Я открыл бутылку воды и сунул ему в рот. Потом помог ему одеться и поволок обратно на ранчо. Я ухаживал за ним и ждал, когда начнет ослабевать действие наркотика, поил его и кормил. Ночью, когда мне показалось, что Черчилль приходит в себя, его снова охватил панический страх: он боялся заснуть, потому что, пробудившись, перестанет различать реальность и сон. Я пообещал, что стану для него якорем реальности – если усомнится, пусть зовет меня. В ту ночь он подзывал дюжину раз. Я вставал, подходил к его кровати и гладил его по голове, пока он снова не засыпал.
– Я хочу, чтобы ты знал, амиго, я в жизни тебе этого не забуду, – сказал Черчилль два дня спустя в фургоне, который вез нас обратно в город. Мы сидели, опираясь на рюкзаки, и солнце ласкало наши обнаженные торсы.
– Да ладно, фигня, – сказал я.
– Ничего не фигня, – настаивал он. – Если бы ты не вышел меня искать, у меня бы случилось обезвоживание. В лучшем случае. А в худшем проходили бы мимо бандитос, отрезали бы мне яйцас, а на десерт пристрелили бы меня, в смысле пристрелимос.
– Не преувеличивай, – попросил я.
– Я не преувеличиваю, – уперся он.
– Я все равно был должен тебе за Куско, – напомнил я.

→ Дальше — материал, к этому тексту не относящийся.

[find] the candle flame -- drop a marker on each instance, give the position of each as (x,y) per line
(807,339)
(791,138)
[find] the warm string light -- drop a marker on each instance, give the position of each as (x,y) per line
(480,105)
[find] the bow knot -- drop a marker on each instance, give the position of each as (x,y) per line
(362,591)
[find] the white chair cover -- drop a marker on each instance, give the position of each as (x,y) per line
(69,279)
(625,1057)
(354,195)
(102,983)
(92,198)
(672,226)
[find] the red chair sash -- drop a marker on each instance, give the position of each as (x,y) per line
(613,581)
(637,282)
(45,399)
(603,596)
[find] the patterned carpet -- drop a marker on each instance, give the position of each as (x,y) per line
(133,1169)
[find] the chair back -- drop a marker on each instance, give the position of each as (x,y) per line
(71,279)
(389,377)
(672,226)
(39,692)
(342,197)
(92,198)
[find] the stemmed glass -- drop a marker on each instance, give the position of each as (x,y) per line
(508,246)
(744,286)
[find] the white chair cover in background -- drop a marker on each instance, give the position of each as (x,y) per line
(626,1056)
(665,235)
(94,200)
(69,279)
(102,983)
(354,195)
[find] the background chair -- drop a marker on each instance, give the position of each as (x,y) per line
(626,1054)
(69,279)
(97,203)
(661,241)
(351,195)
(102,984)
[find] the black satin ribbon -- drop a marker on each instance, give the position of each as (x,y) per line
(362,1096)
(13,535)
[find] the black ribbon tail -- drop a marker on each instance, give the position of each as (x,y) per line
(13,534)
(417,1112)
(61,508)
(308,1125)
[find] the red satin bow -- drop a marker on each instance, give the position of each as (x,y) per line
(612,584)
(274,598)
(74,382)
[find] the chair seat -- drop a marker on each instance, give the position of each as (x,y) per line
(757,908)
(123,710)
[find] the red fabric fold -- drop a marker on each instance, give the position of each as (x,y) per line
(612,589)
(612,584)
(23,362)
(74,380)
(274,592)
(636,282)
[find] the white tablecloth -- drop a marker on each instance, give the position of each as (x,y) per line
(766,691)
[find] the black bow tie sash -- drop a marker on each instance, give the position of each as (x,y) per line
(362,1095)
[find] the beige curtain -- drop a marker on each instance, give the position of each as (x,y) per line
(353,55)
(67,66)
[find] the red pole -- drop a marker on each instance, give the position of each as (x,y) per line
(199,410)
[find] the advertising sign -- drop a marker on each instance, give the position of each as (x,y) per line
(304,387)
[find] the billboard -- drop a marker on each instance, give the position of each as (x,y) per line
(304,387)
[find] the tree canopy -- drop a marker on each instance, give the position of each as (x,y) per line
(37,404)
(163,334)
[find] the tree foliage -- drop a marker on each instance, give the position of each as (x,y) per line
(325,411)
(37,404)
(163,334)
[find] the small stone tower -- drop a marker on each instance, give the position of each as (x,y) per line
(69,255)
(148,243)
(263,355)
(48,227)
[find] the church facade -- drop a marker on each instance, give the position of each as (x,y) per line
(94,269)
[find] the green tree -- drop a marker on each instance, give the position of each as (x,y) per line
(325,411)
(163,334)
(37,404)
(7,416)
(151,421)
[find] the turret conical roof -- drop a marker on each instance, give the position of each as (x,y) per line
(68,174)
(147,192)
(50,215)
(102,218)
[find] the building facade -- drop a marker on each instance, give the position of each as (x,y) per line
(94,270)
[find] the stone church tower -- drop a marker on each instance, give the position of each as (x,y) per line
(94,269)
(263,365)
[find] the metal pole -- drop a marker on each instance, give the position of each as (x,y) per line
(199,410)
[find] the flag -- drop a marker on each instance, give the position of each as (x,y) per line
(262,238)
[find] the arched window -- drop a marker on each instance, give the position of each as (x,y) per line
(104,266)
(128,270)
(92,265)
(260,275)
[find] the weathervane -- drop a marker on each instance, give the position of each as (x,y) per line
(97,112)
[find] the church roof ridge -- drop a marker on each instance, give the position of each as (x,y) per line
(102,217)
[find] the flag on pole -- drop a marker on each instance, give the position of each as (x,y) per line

– Ну вот это уж точно фигня, – сказал он.
* * *
Это была не фигня. Ни с моей точки зрения, ни с точки зрения местного врача (по совместительству – местного аптекаря, а также местного турагента, а также единственного в городке человека, который говорил по-английски). Он осматривал меня в аптечной кладовке, забитой пустыми картонными коробками: меня бил озноб, термометр показывал 39,4 градуса. «У вас гринго-лихорадка», – сказал он и объяснил, что это болезнь, от которой в основном страдают туристы. Лекарств от нее не существует, а продолжаться она может от недели до месяца. Единственный способ лечения – лечь в постель и терпеливо ждать, пока не поправишься. «А ты, big gay[1], – сказал он Черчиллю, – не отходи от друга. Следи, чтобы он больше пил, и каждые несколько часов измеряй температуру. Если поднимется до сорока, немедленно позвони мне, потому что это будет означать, что болезнь перешла во вторую стадию».
Черчилль скрупулезно следовал указаниям доктора.
В конце первой недели он встретил в одной из posada[2] свою однокашницу Керен. В университете у нее был парень, но теперь она была свободна. Они с Черчиллем вместе завтракали, а по ночам, когда я засыпал, ходили развлекаться.
Черчилль рассказывал о ней с воодушевлением. На самом деле раньше я никогда не слышал, чтобы он так отзывался о какой-нибудь девушке. «В этой Керен что-то есть, – говорил он. – Какая-то тайна».